En julio de ese año Nicolás había decidido ingresar a las Juventudes Comunistas. Eran los primeros pasos: se trataba de un gran desafío conocer nuevas personas, aprender más en profundidad el significado de los cambios sociales que perseguía el presidente Allende y conocer cómo se trabajaba colectivamente en política. Fueron dos meses muy importantes que le abrieron horizontes, y vivió la notable experiencia de compartir y discutir con otros jóvenes idealistas y sencillos. Lo que más deseaba Nicolás era la fecha programada para celebrar la incorporación de los nuevos jóvenes comunistas de Iquique y recibir el apreciado carnet de la juventud. De pronto tomó conciencia de que, en cosa de días, de haber sido un joven alegre y orgulloso, por un decreto militar, se había convertido en un enemigo de la patria.

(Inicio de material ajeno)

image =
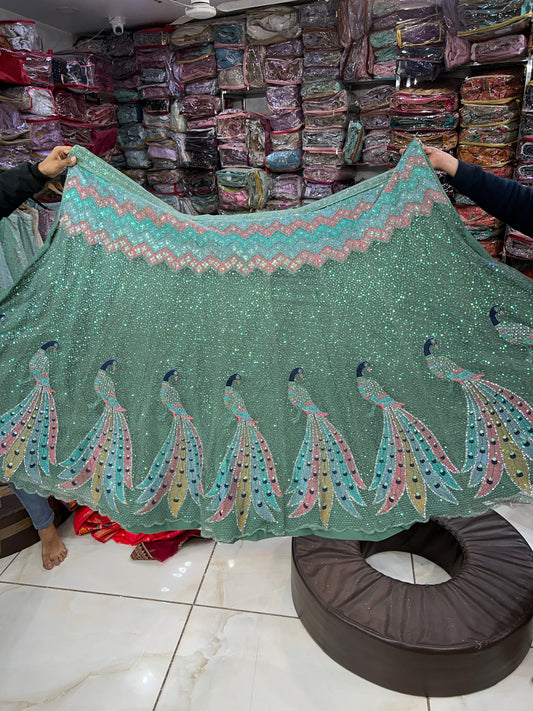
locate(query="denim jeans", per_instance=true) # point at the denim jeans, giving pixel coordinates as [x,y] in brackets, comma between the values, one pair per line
[37,507]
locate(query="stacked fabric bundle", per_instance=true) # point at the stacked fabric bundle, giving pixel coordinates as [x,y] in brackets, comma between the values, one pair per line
[354,20]
[374,122]
[326,105]
[420,37]
[486,32]
[488,136]
[28,115]
[429,114]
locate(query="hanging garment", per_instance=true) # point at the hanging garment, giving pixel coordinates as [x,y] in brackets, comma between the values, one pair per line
[336,369]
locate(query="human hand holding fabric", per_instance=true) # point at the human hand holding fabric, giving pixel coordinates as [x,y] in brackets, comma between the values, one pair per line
[440,160]
[55,161]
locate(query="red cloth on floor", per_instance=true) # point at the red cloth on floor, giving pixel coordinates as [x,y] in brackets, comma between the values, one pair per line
[156,546]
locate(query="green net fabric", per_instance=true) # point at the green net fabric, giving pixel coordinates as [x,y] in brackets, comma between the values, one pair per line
[343,369]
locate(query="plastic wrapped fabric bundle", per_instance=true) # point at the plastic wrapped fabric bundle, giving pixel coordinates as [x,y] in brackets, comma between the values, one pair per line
[320,38]
[424,121]
[231,125]
[30,99]
[199,105]
[487,155]
[290,120]
[503,133]
[197,68]
[500,49]
[233,155]
[322,158]
[424,99]
[287,48]
[13,153]
[320,89]
[475,15]
[13,124]
[318,14]
[131,135]
[243,296]
[376,148]
[457,53]
[524,171]
[229,33]
[192,34]
[202,86]
[286,140]
[354,20]
[377,118]
[489,114]
[253,66]
[283,161]
[281,98]
[287,187]
[357,61]
[20,34]
[519,245]
[283,70]
[334,119]
[257,140]
[353,147]
[492,87]
[272,25]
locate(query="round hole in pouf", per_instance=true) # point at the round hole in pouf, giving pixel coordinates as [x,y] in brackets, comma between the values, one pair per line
[449,639]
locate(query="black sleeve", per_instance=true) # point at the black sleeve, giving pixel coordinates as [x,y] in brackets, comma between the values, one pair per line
[17,185]
[503,198]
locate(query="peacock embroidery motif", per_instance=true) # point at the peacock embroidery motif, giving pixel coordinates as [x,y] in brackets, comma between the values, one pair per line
[28,432]
[177,468]
[247,475]
[105,455]
[499,435]
[410,457]
[517,334]
[325,469]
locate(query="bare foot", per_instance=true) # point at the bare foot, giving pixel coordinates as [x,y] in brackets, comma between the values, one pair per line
[52,547]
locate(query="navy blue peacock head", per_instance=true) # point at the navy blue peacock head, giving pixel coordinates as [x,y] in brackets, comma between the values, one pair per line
[427,345]
[494,313]
[365,365]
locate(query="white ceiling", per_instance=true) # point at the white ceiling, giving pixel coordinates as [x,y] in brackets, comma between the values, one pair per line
[86,16]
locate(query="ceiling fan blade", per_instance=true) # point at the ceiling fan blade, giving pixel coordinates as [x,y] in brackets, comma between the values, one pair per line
[181,20]
[233,5]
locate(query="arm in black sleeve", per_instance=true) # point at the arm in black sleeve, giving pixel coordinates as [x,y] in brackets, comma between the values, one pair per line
[17,185]
[502,198]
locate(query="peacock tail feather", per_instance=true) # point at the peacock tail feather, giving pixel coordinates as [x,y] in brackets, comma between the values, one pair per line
[246,476]
[176,469]
[500,437]
[29,435]
[411,459]
[324,469]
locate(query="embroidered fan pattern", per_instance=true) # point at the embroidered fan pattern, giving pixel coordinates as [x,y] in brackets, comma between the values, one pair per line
[104,456]
[247,475]
[177,468]
[28,432]
[325,469]
[499,435]
[410,457]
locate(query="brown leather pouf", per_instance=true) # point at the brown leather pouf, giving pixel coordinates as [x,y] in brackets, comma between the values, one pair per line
[449,639]
[16,529]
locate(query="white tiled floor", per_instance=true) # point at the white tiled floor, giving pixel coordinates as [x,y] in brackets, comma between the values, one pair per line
[213,628]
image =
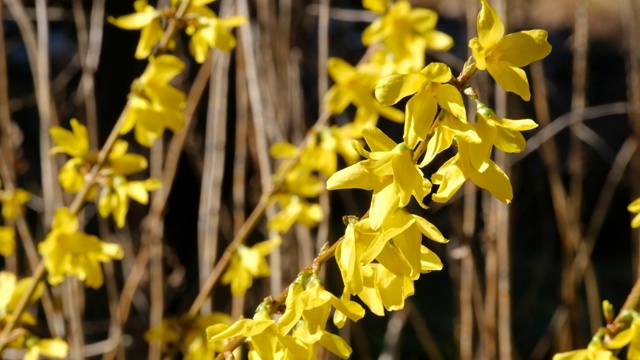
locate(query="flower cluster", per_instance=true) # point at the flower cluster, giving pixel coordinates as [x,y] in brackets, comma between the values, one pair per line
[11,290]
[189,335]
[111,184]
[12,207]
[381,255]
[67,251]
[301,326]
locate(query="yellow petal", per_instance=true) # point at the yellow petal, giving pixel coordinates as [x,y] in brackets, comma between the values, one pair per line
[335,344]
[421,112]
[377,139]
[439,41]
[449,99]
[437,72]
[55,348]
[450,177]
[391,89]
[429,261]
[522,48]
[340,70]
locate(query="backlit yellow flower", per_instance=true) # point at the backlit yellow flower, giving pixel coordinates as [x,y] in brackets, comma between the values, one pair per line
[11,290]
[634,208]
[207,30]
[248,263]
[154,104]
[389,171]
[66,251]
[430,90]
[147,18]
[51,348]
[189,335]
[503,56]
[7,240]
[453,173]
[114,196]
[630,337]
[354,85]
[407,33]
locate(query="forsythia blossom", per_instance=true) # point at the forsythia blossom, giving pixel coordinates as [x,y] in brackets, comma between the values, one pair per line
[146,18]
[406,32]
[503,56]
[154,104]
[66,251]
[247,264]
[189,335]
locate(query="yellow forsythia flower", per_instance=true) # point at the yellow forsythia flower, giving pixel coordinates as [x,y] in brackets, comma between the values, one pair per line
[207,30]
[74,143]
[389,171]
[154,104]
[634,208]
[407,33]
[247,264]
[7,240]
[66,251]
[592,352]
[189,335]
[631,337]
[149,20]
[51,348]
[11,290]
[114,197]
[503,56]
[354,85]
[430,90]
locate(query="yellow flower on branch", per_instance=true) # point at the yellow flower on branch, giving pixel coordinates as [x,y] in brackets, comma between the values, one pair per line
[389,171]
[630,337]
[189,335]
[51,348]
[66,251]
[634,208]
[248,263]
[154,104]
[114,197]
[430,89]
[503,56]
[11,290]
[7,240]
[207,30]
[406,32]
[146,18]
[453,173]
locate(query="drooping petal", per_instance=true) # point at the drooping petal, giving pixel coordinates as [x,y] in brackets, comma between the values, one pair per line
[522,48]
[421,112]
[450,100]
[391,89]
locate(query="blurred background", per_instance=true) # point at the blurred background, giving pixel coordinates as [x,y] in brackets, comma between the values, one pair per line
[521,282]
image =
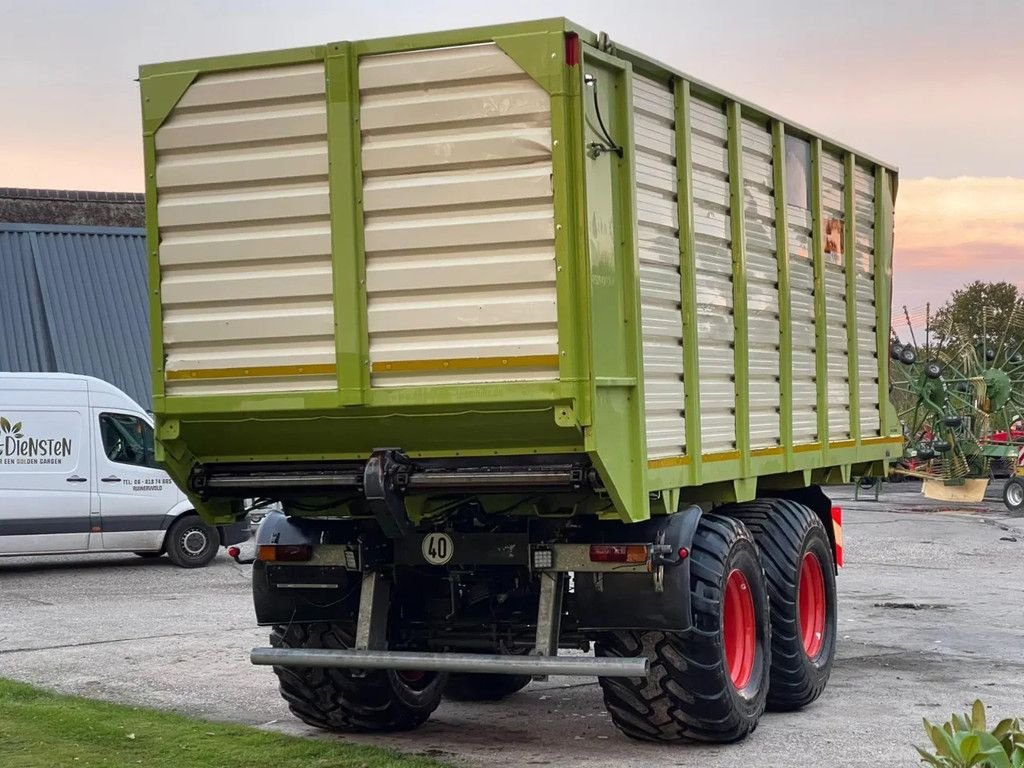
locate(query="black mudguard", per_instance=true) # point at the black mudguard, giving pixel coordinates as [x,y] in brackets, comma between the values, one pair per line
[630,601]
[275,604]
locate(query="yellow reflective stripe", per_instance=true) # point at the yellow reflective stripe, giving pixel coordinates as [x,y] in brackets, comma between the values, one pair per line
[726,457]
[464,364]
[253,372]
[670,461]
[807,446]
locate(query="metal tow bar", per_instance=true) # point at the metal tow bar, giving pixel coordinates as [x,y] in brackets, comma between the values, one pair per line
[465,663]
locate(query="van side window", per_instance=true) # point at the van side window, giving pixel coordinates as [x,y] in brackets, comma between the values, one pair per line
[127,439]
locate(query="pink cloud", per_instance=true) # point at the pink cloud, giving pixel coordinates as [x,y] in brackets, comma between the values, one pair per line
[952,231]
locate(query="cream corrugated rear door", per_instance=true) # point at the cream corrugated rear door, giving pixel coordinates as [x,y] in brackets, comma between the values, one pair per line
[245,254]
[657,230]
[459,215]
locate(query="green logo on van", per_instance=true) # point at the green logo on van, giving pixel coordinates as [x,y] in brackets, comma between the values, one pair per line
[16,449]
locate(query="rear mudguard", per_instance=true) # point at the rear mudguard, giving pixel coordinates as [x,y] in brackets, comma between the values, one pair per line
[288,604]
[631,601]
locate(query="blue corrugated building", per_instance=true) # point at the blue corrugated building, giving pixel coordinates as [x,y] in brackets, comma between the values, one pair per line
[73,296]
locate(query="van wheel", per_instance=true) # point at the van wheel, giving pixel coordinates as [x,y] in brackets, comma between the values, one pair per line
[190,543]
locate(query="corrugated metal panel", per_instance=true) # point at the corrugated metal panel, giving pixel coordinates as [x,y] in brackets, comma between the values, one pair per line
[867,354]
[459,228]
[805,425]
[714,276]
[246,278]
[657,232]
[75,300]
[762,285]
[836,260]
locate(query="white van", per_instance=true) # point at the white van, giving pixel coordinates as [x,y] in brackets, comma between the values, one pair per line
[77,474]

Las noticias de detenciones y muertes se propagaban por la ciudad a través de bandos, informativos militares y por el correo de las brujas. En numerosos comunicados se daban a conocer los nombres de personas buscadas y se solicitaba insistentemente que quienes conocieran a cualquier marxista o partidario de Allende y no lo informaran en los cuarteles o comisarías corrían el riesgo de ser detenidos. Firmaba estos bandos el entonces comandante de la VI División del Ejército, Carlos Forestier Haensgen.

Suponíamos que mi padre fue detenido por ser presidente del sindicato de trabajadores de la salud.

-No tengo por qué esconderme -nos decía- ante la posibilidad de que esto ocurriera. No soy ningún delincuente, no he hecho nada ilegal.

Ya había pasado más de un mes desde el Golpe de Estado.

La incesante proliferación de informativos por todas las radioemisoras lograba infundir miedo y una sensación de vulnerabilidad ante el riesgo de ser detenido. Se decía que las comunicaciones telefónicas estaban intervenidas. El fin era desarticular todas las redes políticas, de amistades y hasta familiares, recurridas por los simpatizantes allendistas que buscaban amparo.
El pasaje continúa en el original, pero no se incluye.